新しい時代の顧客ターゲットを明確にした花店誕生

先週の木曜日、オランダ国際球根協会がJAFTAと協賛して毎年行なっているMs.Lily2006の記者会見がホテルニューオータニで行なわれた。今年は木村佳乃さんで、ユリの絵柄の着物をお召しになって出席され、オランダ大使夫人よりMs.Lily2006授与の栄誉を受けた。

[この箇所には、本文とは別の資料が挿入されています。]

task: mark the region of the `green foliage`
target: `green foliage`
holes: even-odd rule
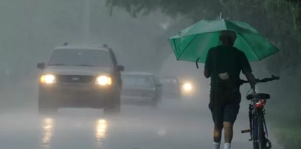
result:
[[[184,15],[196,22],[216,18],[222,12],[225,18],[251,25],[283,50],[268,62],[270,71],[278,73],[295,67],[301,57],[301,11],[296,0],[107,0],[107,3],[111,10],[123,8],[134,17],[159,9],[172,17]]]
[[[280,49],[278,53],[264,62],[272,73],[294,76],[283,86],[288,87],[301,80],[301,4],[299,1],[191,0],[187,2],[182,0],[107,0],[112,12],[115,7],[123,8],[134,17],[160,10],[171,17],[184,15],[195,22],[204,19],[216,19],[222,12],[224,18],[245,22],[256,28]],[[276,123],[285,122],[278,127],[280,128],[278,131],[279,142],[285,149],[301,149],[301,127],[290,125],[300,124],[301,121],[298,115],[299,105],[301,103],[299,100],[300,86],[293,86],[294,87],[289,88],[291,90],[285,89],[285,91],[290,91],[289,93],[284,93],[283,88],[276,89],[279,90],[278,98],[282,99],[272,102],[275,104],[272,108],[275,112],[272,115],[278,116],[275,118]],[[283,103],[283,99],[293,101]]]

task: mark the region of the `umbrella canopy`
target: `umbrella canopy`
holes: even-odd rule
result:
[[[209,49],[219,46],[221,30],[236,32],[234,47],[243,51],[250,61],[260,61],[279,50],[250,25],[225,19],[201,20],[169,38],[177,60],[205,63]]]

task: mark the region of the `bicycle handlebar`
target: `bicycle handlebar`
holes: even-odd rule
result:
[[[272,81],[275,80],[279,80],[280,79],[280,77],[275,76],[274,75],[272,75],[272,77],[267,77],[262,79],[256,79],[256,83],[264,83],[268,81]],[[250,83],[249,81],[240,80],[240,85],[242,85],[244,83]]]

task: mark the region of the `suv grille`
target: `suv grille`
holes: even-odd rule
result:
[[[94,79],[92,75],[59,75],[57,76],[59,83],[89,83]]]

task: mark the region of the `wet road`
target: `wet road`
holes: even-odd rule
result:
[[[156,109],[124,105],[118,117],[89,109],[62,109],[52,116],[39,115],[35,108],[4,113],[0,148],[211,149],[212,122],[206,106],[170,100]],[[235,124],[232,149],[252,149],[249,135],[240,133],[248,126],[244,112]]]

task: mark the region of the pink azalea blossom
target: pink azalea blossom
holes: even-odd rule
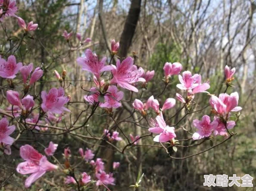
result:
[[[94,166],[97,172],[102,171],[104,170],[105,169],[104,167],[104,163],[102,161],[102,159],[101,158],[98,158],[96,159],[96,161],[92,160],[90,162],[90,163]]]
[[[32,117],[30,118],[26,118],[26,122],[30,122],[30,123],[35,123],[35,124],[37,124],[37,125],[39,124],[42,124],[44,123],[44,122],[43,121],[41,120],[38,120],[38,118],[39,117],[39,114],[34,114],[33,113],[32,114]],[[34,126],[34,125],[30,125],[29,127],[30,127],[30,128],[33,129],[35,129],[37,130],[38,131],[40,131],[40,129],[42,129],[42,128],[40,128],[40,127],[39,127],[39,126]],[[46,129],[47,130],[47,129]]]
[[[129,135],[129,136],[130,136],[130,138],[131,139],[131,142],[134,142],[134,141],[136,141],[135,142],[134,142],[134,143],[133,143],[134,145],[137,145],[137,143],[138,143],[138,139],[140,138],[140,136],[139,135],[137,135],[136,136],[135,138],[131,134],[130,134],[130,135]]]
[[[145,108],[148,110],[149,108],[153,108],[156,113],[159,113],[159,102],[158,101],[154,98],[153,96],[151,96],[147,100]]]
[[[155,126],[148,129],[151,132],[159,134],[155,137],[154,141],[165,142],[176,137],[174,127],[166,125],[162,116],[157,116],[156,118],[156,121]]]
[[[67,40],[67,41],[69,41],[69,39],[72,36],[72,34],[73,34],[73,33],[72,32],[71,32],[70,33],[68,33],[67,31],[65,30],[63,33],[62,36],[64,37],[66,39],[66,40]]]
[[[118,108],[122,105],[119,102],[124,97],[124,92],[118,91],[115,86],[109,86],[107,93],[104,96],[105,102],[101,103],[100,106],[101,108]]]
[[[100,73],[105,71],[109,71],[112,69],[109,65],[105,65],[106,57],[99,61],[96,54],[94,54],[90,49],[85,52],[85,57],[79,57],[76,59],[78,65],[82,66],[82,69],[93,73],[97,79],[100,79]]]
[[[97,186],[100,186],[103,184],[105,185],[115,185],[115,179],[113,178],[112,173],[106,174],[105,172],[102,171],[100,173],[96,173],[95,176],[98,179],[98,181],[96,182]]]
[[[170,62],[166,62],[163,67],[163,70],[165,77],[169,77],[180,74],[182,70],[182,65],[179,62],[175,62],[172,64]]]
[[[66,185],[75,185],[76,184],[76,182],[75,182],[75,180],[72,176],[67,176],[67,177],[65,178],[64,181],[64,184]]]
[[[9,135],[15,130],[15,126],[9,125],[9,122],[6,118],[0,120],[0,143],[11,145],[14,142],[14,139]]]
[[[8,90],[6,92],[7,101],[12,105],[19,106],[22,108],[22,105],[19,99],[19,93],[13,90]]]
[[[66,159],[69,158],[71,154],[71,151],[69,147],[64,148],[64,157]]]
[[[0,18],[0,21],[3,21],[7,16],[17,17],[16,15],[18,11],[18,8],[16,6],[16,0],[0,0],[0,10],[5,10],[5,13]],[[1,14],[3,14],[1,13]]]
[[[84,184],[88,184],[91,182],[91,176],[87,174],[86,173],[82,173],[82,182]]]
[[[131,84],[138,81],[145,82],[146,80],[140,77],[140,72],[136,68],[136,66],[135,67],[133,67],[133,59],[130,56],[125,59],[121,64],[118,60],[116,66],[112,65],[113,77],[110,83],[117,83],[123,88],[138,92],[138,89]]]
[[[122,141],[122,139],[121,137],[119,137],[119,132],[117,131],[114,131],[112,133],[112,136],[111,136],[111,139],[113,140],[115,140],[117,141]]]
[[[33,21],[31,21],[28,23],[28,27],[27,27],[27,25],[24,20],[20,17],[18,17],[18,24],[21,28],[27,31],[35,31],[38,26],[38,24],[34,24]]]
[[[232,80],[233,76],[236,72],[236,68],[233,68],[231,70],[228,66],[226,65],[225,67],[225,77],[226,80]]]
[[[186,103],[186,101],[185,101],[185,99],[184,99],[183,97],[182,97],[182,96],[181,96],[179,93],[176,93],[176,98],[181,102]]]
[[[93,105],[94,103],[99,102],[98,98],[100,96],[99,90],[95,87],[92,87],[90,89],[91,92],[89,95],[84,96],[84,100],[90,105]]]
[[[165,102],[162,107],[161,109],[163,111],[173,108],[176,104],[176,100],[173,98],[168,98]]]
[[[34,98],[30,95],[27,95],[21,100],[21,102],[26,111],[30,110],[34,105]]]
[[[0,57],[0,77],[2,77],[14,78],[22,67],[22,63],[16,63],[16,59],[14,55],[9,56],[7,62]]]
[[[237,106],[239,96],[237,92],[228,95],[227,93],[221,93],[219,98],[212,95],[209,103],[214,110],[219,115],[225,115],[230,112],[238,111],[242,108]]]
[[[64,90],[61,87],[59,89],[52,88],[48,94],[45,91],[43,91],[41,93],[43,100],[41,107],[44,111],[50,111],[57,114],[62,113],[63,111],[70,112],[64,107],[69,101],[69,98],[64,95]]]
[[[20,73],[23,80],[23,83],[26,83],[28,77],[33,70],[33,63],[31,63],[28,65],[22,66],[20,68]]]
[[[43,76],[44,72],[40,67],[37,67],[34,69],[34,71],[31,74],[31,78],[29,81],[29,85],[31,85],[35,82],[39,80]]]
[[[25,181],[25,187],[29,188],[31,185],[48,171],[58,168],[29,145],[22,146],[20,148],[20,156],[25,162],[20,163],[17,171],[22,174],[32,174]]]
[[[114,170],[119,168],[120,163],[119,162],[114,162],[113,163],[113,169]]]
[[[111,52],[113,54],[116,54],[119,49],[119,42],[116,43],[115,39],[111,40]]]
[[[218,123],[218,125],[213,128],[213,135],[215,136],[220,135],[221,136],[227,136],[227,131],[225,125],[219,117],[215,117],[213,121]],[[227,122],[227,128],[231,129],[233,128],[236,125],[234,121],[229,121]]]
[[[202,120],[194,120],[193,125],[198,129],[198,131],[193,134],[192,138],[194,140],[198,140],[204,137],[208,137],[211,136],[214,129],[218,126],[218,123],[216,121],[211,123],[210,117],[208,115],[204,115]]]
[[[47,156],[52,156],[54,154],[54,152],[57,150],[58,144],[55,144],[51,141],[49,144],[49,146],[44,149],[44,152]]]

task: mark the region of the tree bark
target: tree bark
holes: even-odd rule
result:
[[[131,44],[137,23],[140,17],[141,0],[132,0],[120,41],[119,55],[121,59],[126,56]]]

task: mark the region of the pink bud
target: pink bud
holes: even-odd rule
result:
[[[24,20],[20,17],[18,17],[18,24],[21,28],[25,29],[27,25]]]
[[[26,110],[28,111],[34,106],[34,101],[33,98],[33,96],[28,95],[22,99],[21,102],[25,107]]]
[[[59,74],[58,71],[57,71],[56,70],[55,70],[54,74],[55,74],[55,76],[56,76],[57,79],[58,80],[59,80],[60,79],[60,75],[59,75]]]
[[[84,149],[83,149],[82,148],[79,148],[78,149],[78,153],[81,157],[84,157]]]
[[[119,167],[120,166],[120,163],[119,162],[114,162],[113,163],[113,169],[114,170]]]
[[[164,103],[162,111],[166,110],[166,109],[170,109],[173,108],[176,104],[176,100],[173,98],[168,98],[165,100]]]
[[[225,76],[226,80],[230,80],[236,72],[236,68],[233,68],[231,70],[227,65],[225,67]]]
[[[82,41],[82,40],[81,40],[82,36],[81,36],[81,34],[77,33],[76,34],[76,37],[77,38],[77,39],[79,40],[79,41]]]
[[[28,24],[28,27],[27,28],[27,30],[28,31],[35,31],[37,28],[37,27],[38,26],[38,25],[37,24],[33,24],[33,21],[31,21],[29,22],[29,23]]]
[[[22,74],[23,83],[26,83],[28,77],[33,70],[33,63],[31,63],[27,66],[23,66],[20,68],[20,73]]]
[[[179,100],[180,102],[181,102],[182,103],[186,103],[186,101],[185,101],[185,99],[184,99],[184,98],[183,98],[183,97],[182,97],[182,96],[181,96],[181,94],[176,93],[176,98],[177,99]]]
[[[32,85],[35,82],[39,80],[43,76],[43,71],[40,69],[40,68],[37,67],[34,69],[34,72],[31,75],[31,79],[29,82],[29,84]]]
[[[114,39],[111,40],[111,51],[112,52],[116,53],[119,49],[119,43],[116,43]]]
[[[132,105],[134,108],[138,110],[141,111],[143,111],[143,108],[144,107],[143,103],[139,99],[135,99],[134,102],[132,104]]]
[[[66,158],[69,158],[70,156],[71,151],[68,147],[64,149],[64,157]]]
[[[13,90],[8,90],[6,92],[6,98],[9,103],[13,105],[17,105],[22,108],[22,105],[19,99],[19,92]]]

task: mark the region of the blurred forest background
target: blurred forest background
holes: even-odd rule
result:
[[[112,170],[112,162],[120,161],[120,167],[114,175],[117,185],[112,187],[113,190],[133,190],[129,186],[134,184],[140,169],[145,173],[143,187],[140,188],[142,191],[243,190],[234,186],[225,188],[204,187],[203,175],[209,174],[236,174],[240,176],[249,174],[254,178],[255,185],[256,1],[17,0],[17,2],[19,15],[25,21],[38,23],[39,26],[34,34],[34,39],[27,40],[26,43],[21,45],[20,52],[23,55],[23,62],[47,68],[47,72],[38,87],[41,89],[58,86],[53,70],[61,72],[64,69],[66,70],[66,80],[70,83],[66,92],[71,96],[72,101],[83,102],[83,96],[86,92],[81,91],[82,85],[87,89],[93,86],[93,82],[83,81],[90,81],[91,76],[81,71],[76,63],[76,58],[83,55],[85,49],[90,48],[100,58],[107,55],[109,59],[109,47],[112,39],[120,42],[118,56],[122,58],[131,55],[135,51],[137,56],[137,65],[145,70],[155,70],[153,80],[149,83],[147,89],[144,92],[142,97],[145,99],[158,94],[164,87],[162,79],[162,68],[166,62],[180,62],[184,70],[201,74],[203,79],[210,81],[209,92],[215,95],[223,92],[225,89],[225,86],[222,86],[225,80],[225,66],[235,67],[237,70],[234,86],[228,90],[228,93],[237,91],[240,96],[239,105],[243,110],[237,125],[232,129],[237,134],[214,149],[186,160],[175,160],[170,158],[164,149],[158,147],[131,147],[124,154],[121,154],[103,142],[72,135],[49,137],[38,135],[37,140],[44,145],[46,146],[50,139],[59,144],[56,157],[60,160],[64,148],[69,146],[75,153],[80,147],[93,149],[97,157],[106,160],[108,166],[107,171]],[[8,26],[8,33],[11,32],[13,36],[19,36],[22,35],[21,29],[14,20],[13,18],[6,20],[4,25]],[[65,30],[74,34],[80,33],[84,38],[91,38],[92,41],[79,46],[79,42],[74,35],[69,46],[61,36]],[[6,37],[4,33],[3,30],[0,30],[0,43],[1,39]],[[3,48],[3,46],[1,45],[0,48]],[[16,55],[17,60],[20,59],[19,54]],[[44,82],[47,78],[47,81],[52,82]],[[169,97],[175,97],[178,82],[175,77],[165,93],[159,98],[160,102]],[[209,97],[205,94],[199,94],[195,99],[200,106],[196,105],[195,110],[208,104]],[[175,108],[166,113],[165,116],[173,115],[181,105],[177,102]],[[79,104],[72,106],[77,109],[77,115],[83,109]],[[128,115],[127,108],[131,106],[131,105],[124,104],[120,109],[120,115]],[[74,110],[72,113],[74,117],[75,112]],[[100,110],[98,113],[101,112]],[[210,112],[208,108],[201,112],[188,115],[179,125],[188,129],[190,122],[204,114],[209,114]],[[181,113],[172,119],[170,123],[178,121],[184,114]],[[63,121],[68,120],[69,117],[67,114],[63,117]],[[109,119],[94,116],[90,120],[88,129],[95,134],[100,134],[107,125],[113,125],[109,123],[113,122]],[[58,125],[63,126],[63,123]],[[147,124],[142,123],[141,125],[147,126]],[[120,126],[127,134],[131,132],[135,135],[138,131],[142,135],[148,133],[147,129],[139,129],[132,124],[123,123]],[[87,133],[85,129],[79,131],[78,133],[81,134]],[[184,131],[177,134],[178,137],[190,137]],[[222,137],[218,137],[213,142],[219,142],[222,139]],[[26,141],[31,140],[31,144],[36,145],[33,140],[31,135],[28,134]],[[190,141],[181,145],[186,146],[193,143],[193,140]],[[154,144],[151,138],[142,139],[141,142],[143,145]],[[173,156],[181,157],[196,153],[209,147],[210,142],[206,141],[191,148],[179,147],[178,152]],[[17,144],[22,145],[24,143],[21,140]],[[118,144],[120,147],[125,145],[122,142]],[[16,154],[19,158],[18,152]],[[2,162],[8,160],[9,157],[1,159]],[[17,161],[9,162],[9,168],[0,168],[0,180],[5,180],[12,172],[16,173]],[[66,190],[58,186],[63,185],[63,179],[60,177],[64,176],[55,175],[50,178],[56,184],[56,190]],[[41,181],[46,187],[48,186],[47,184],[50,185],[42,179],[37,182]],[[20,185],[23,181],[21,176],[14,175],[7,181],[12,185],[9,186],[9,190],[19,190],[22,188]],[[36,187],[36,183],[35,185],[31,190],[39,188]],[[243,190],[245,190],[244,188]]]

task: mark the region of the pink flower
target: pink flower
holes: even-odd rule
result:
[[[91,41],[91,38],[86,38],[86,39],[84,40],[83,43],[89,43]]]
[[[22,108],[22,105],[19,99],[19,93],[13,90],[8,90],[6,92],[7,101],[13,105]]]
[[[119,132],[117,131],[114,131],[112,133],[112,136],[111,136],[111,139],[113,140],[115,140],[117,141],[122,141],[122,139],[121,137],[119,137]]]
[[[120,166],[120,163],[119,162],[114,162],[113,163],[113,169],[114,170],[119,167]]]
[[[136,141],[135,142],[134,142],[134,143],[133,144],[134,145],[137,145],[137,143],[138,141],[139,140],[138,139],[140,137],[140,136],[139,135],[136,136],[134,138],[134,137],[131,134],[130,134],[129,135],[130,136],[130,138],[131,139],[131,142],[134,142],[134,141]]]
[[[233,68],[231,70],[228,65],[225,67],[225,76],[226,80],[231,80],[233,76],[236,72],[236,68]]]
[[[185,101],[182,96],[179,93],[176,93],[176,99],[182,103],[186,103],[186,101]]]
[[[95,170],[97,172],[100,172],[104,170],[105,169],[104,167],[104,163],[102,161],[102,159],[98,158],[96,159],[96,161],[92,160],[90,162],[90,163],[94,166],[95,168]]]
[[[43,71],[40,68],[37,67],[31,74],[31,78],[29,81],[29,85],[31,85],[39,80],[43,76]]]
[[[68,33],[66,31],[64,31],[62,36],[64,37],[67,40],[67,41],[69,40],[69,39],[73,34],[73,33],[71,32],[70,33]]]
[[[176,137],[174,127],[167,126],[162,116],[157,116],[156,118],[156,120],[155,126],[148,129],[151,132],[159,134],[155,137],[154,141],[165,142]]]
[[[33,70],[33,63],[31,63],[27,66],[23,66],[20,68],[20,73],[22,74],[23,83],[26,83],[28,77]]]
[[[64,157],[65,158],[69,158],[70,157],[71,154],[71,151],[69,147],[64,148]]]
[[[219,98],[212,95],[209,103],[214,110],[220,115],[227,114],[230,112],[238,111],[242,108],[237,106],[239,96],[237,92],[228,95],[227,93],[221,93]]]
[[[113,54],[116,54],[119,49],[119,43],[116,43],[115,39],[111,40],[111,52]]]
[[[41,93],[43,103],[41,106],[44,112],[50,111],[56,114],[61,114],[63,111],[70,112],[64,107],[69,101],[68,97],[64,96],[64,90],[62,87],[52,88],[47,94],[45,91]]]
[[[140,78],[140,72],[138,70],[134,68],[133,66],[133,59],[131,57],[125,59],[122,64],[120,64],[120,61],[118,60],[116,62],[116,67],[112,65],[113,77],[110,80],[110,83],[117,83],[123,88],[138,92],[138,89],[131,84],[139,81],[145,82],[146,80]]]
[[[57,150],[58,144],[54,144],[52,141],[51,141],[49,144],[49,146],[47,148],[45,148],[44,152],[47,156],[52,156]]]
[[[71,184],[76,184],[76,182],[75,182],[75,179],[72,176],[67,176],[67,177],[65,178],[64,184],[66,185],[69,185]]]
[[[22,67],[22,63],[16,63],[16,59],[14,55],[9,56],[7,62],[0,57],[0,77],[13,79]]]
[[[0,0],[0,10],[5,10],[5,13],[0,18],[2,21],[6,16],[17,17],[16,15],[18,11],[15,0]]]
[[[173,108],[176,104],[176,100],[173,98],[168,98],[165,102],[161,109],[162,111]]]
[[[222,136],[226,136],[227,132],[225,125],[221,120],[219,117],[215,117],[213,121],[215,121],[218,123],[218,125],[215,126],[213,128],[213,135],[215,136],[220,135]],[[236,123],[234,121],[229,121],[227,122],[227,128],[231,129],[233,128],[236,125]]]
[[[81,40],[82,36],[81,35],[81,33],[77,33],[76,34],[76,37],[79,41],[82,41],[82,40]]]
[[[84,96],[84,100],[90,105],[93,105],[94,103],[99,102],[98,98],[100,96],[100,92],[95,87],[92,87],[90,89],[91,92],[89,95]]]
[[[29,145],[22,146],[20,149],[20,156],[25,162],[20,163],[17,167],[17,171],[22,174],[32,174],[27,178],[25,187],[28,188],[37,179],[48,171],[58,168]]]
[[[85,52],[85,57],[79,57],[76,59],[78,65],[82,66],[82,69],[93,73],[99,79],[100,73],[105,71],[109,71],[112,68],[111,66],[105,65],[106,57],[104,57],[99,61],[96,54],[94,54],[90,49]]]
[[[214,120],[211,123],[210,117],[206,115],[203,116],[201,121],[194,120],[193,125],[198,129],[198,131],[193,134],[192,138],[194,140],[198,140],[210,136],[218,124],[216,121]]]
[[[33,21],[31,21],[28,23],[28,27],[27,27],[27,25],[24,20],[20,17],[18,17],[18,24],[21,28],[27,31],[35,31],[38,26],[38,24],[34,24]]]
[[[115,179],[113,178],[113,174],[110,173],[106,174],[104,171],[102,171],[100,173],[95,174],[96,178],[98,179],[98,181],[96,182],[96,185],[100,186],[104,184],[105,185],[115,185]]]
[[[170,62],[166,62],[163,68],[165,77],[169,77],[174,75],[178,75],[182,70],[182,65],[179,62],[175,62],[172,64]]]
[[[145,109],[148,110],[149,108],[152,108],[156,113],[159,113],[159,102],[157,99],[154,99],[153,96],[150,97],[146,103]]]
[[[88,175],[86,173],[82,173],[82,182],[84,184],[88,184],[91,182],[91,176]]]
[[[118,91],[115,86],[110,86],[107,90],[107,92],[104,96],[105,102],[101,103],[100,106],[101,108],[118,108],[122,105],[119,102],[123,98],[124,92]]]
[[[21,102],[26,111],[28,111],[34,105],[34,101],[33,96],[28,95],[21,100]]]
[[[41,120],[38,120],[38,118],[39,117],[39,114],[32,114],[32,117],[31,118],[27,118],[26,119],[26,122],[30,122],[33,123],[34,123],[36,124],[37,123],[37,124],[43,124],[43,121]],[[35,127],[34,125],[30,125],[29,127],[31,129],[34,129],[40,131],[40,129],[42,128],[40,128],[39,126],[36,126]],[[46,129],[47,130],[47,129]]]
[[[8,126],[9,124],[9,122],[6,118],[0,120],[0,143],[11,145],[15,139],[9,135],[15,130],[15,126]]]

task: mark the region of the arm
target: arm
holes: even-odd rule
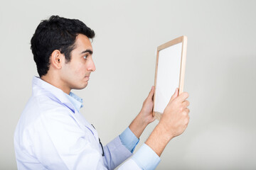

 同じ先週の木曜日、東京の錦糸町で工場跡地の再開発として注目を集めたOLINASがオープンした。二つ建物があり上でつながっているが、駅から行き奥の建物の一階にコムサショッピングフロアがあり、入って右手のところに株式会社ブルーミストさんが花店を出展している。また地下は東急ストアが1フロア出店しており、ちょうどエスカレーターの乗り降り場所に東急フローラさんが専門店として出店している。
 このOLINASは、激戦区錦糸町の中で、オシャレで値頃な商品を集めたショッピングエリアだ。ターゲットは明らかにロウワーミドルに当てている。他の錦糸町の商業施設がどちらかというとかつて日本で存在していた中産階級狙いであるのに対し、中流階級がなくなり所得がM字型になった今日、全体の40%をしめる年収300万?600万の給与所得者で、最もボリュームのあるこの層を明確に意識した品揃えをしている。東急ストアの方は競合店との関係だろうが、もう少し上も取り込めるこのロウアーミドルプラス年収1000万以上のアッパークラスも対象にしてあり、まさにM字型両方狙いといった感じであった。1998年暮れのボーナスから、日本中の所得は下がりはじめ、明確にロウアーミドルを狙った会社が繁盛している。専門店チェーンではユニクロや無印良品がその代表格だし、我が花き業界ではアイリスオーヤマがインテリア部門に進出し、大変上手なマーケティングを行なっている。
 
M字型所得が明確になった現在、こうあるべきだという今をとらえた花店の有り様の一つが錦糸町OLINASにある。

投稿者 磯村信夫 : 00:00

2006年4月17日

『良くて安い』は国内で供給するか?

 冬は、スキー場の天気が良いときにはスキーに、昨日のように雨のときは妻と朝からお台場のスポーツクラブに行く。それが日曜日の午前中の過ごし方だ。
 7時30分にスポーツクラブにいたが、トレーナーは「今日はゆりかもめが動かないから、宿泊の人で朝から盛況です。」と苦笑いしていた。確かに2日間も止まっていたなら、身動きできず、まずスポーツをというところだろう。
 一汗流して、16日の日曜日の目的、JR中央線で立川駅から歩いて行ける国営昭和記念公園(故昭和天皇のご遺徳を偲び作られた公園)の立川駅口にある花みどり文化センターに行った。ここで第1回切花・鉢物等部門のジャパンフラワーセレクションが行なわれている。初回だということで、出品数は100点あまりと少なかったが、NFDの協賛もあって、「こう飾ったらこんなに素晴らしい」をその場で体感でき、質の高い展示会であった。昭和記念公園を時折降る小雨の中散歩したのもよかったが、この展示会は確かに見に行く価値がある。
 会場の中でバラの新品種に目をみはった。東京都花き市場組合の樋口理事長が14日の金曜日に「磯村さん、バラの品種は素晴らしいですよ」とおっしゃっていたが、日本も菊類を除くとバラがますますシェアを拡大するのではないかと予感した。それを見終わったあと、八王子と並ぶ多摩地域の拠点都市である立川の駅周辺を探索した。
 とある百貨店の社長さんによると百貨店という業態が成り立ちえるのは、札幌・仙台・東京・名古屋・京都・大阪・広島・福岡の8つの都市で、京都は横浜と同じく百貨店の適地として入れてもよいし入れなくてもよい都市だそうだ。これはあくまでも百貨店と言う業態が活躍しつづけられるかという視点で都市を見た見方だが、花市場でも70億円以上の取扱額がある都市と合致しているので、一つのしっかりした地域経済と文化を持っているところと言えるだろう。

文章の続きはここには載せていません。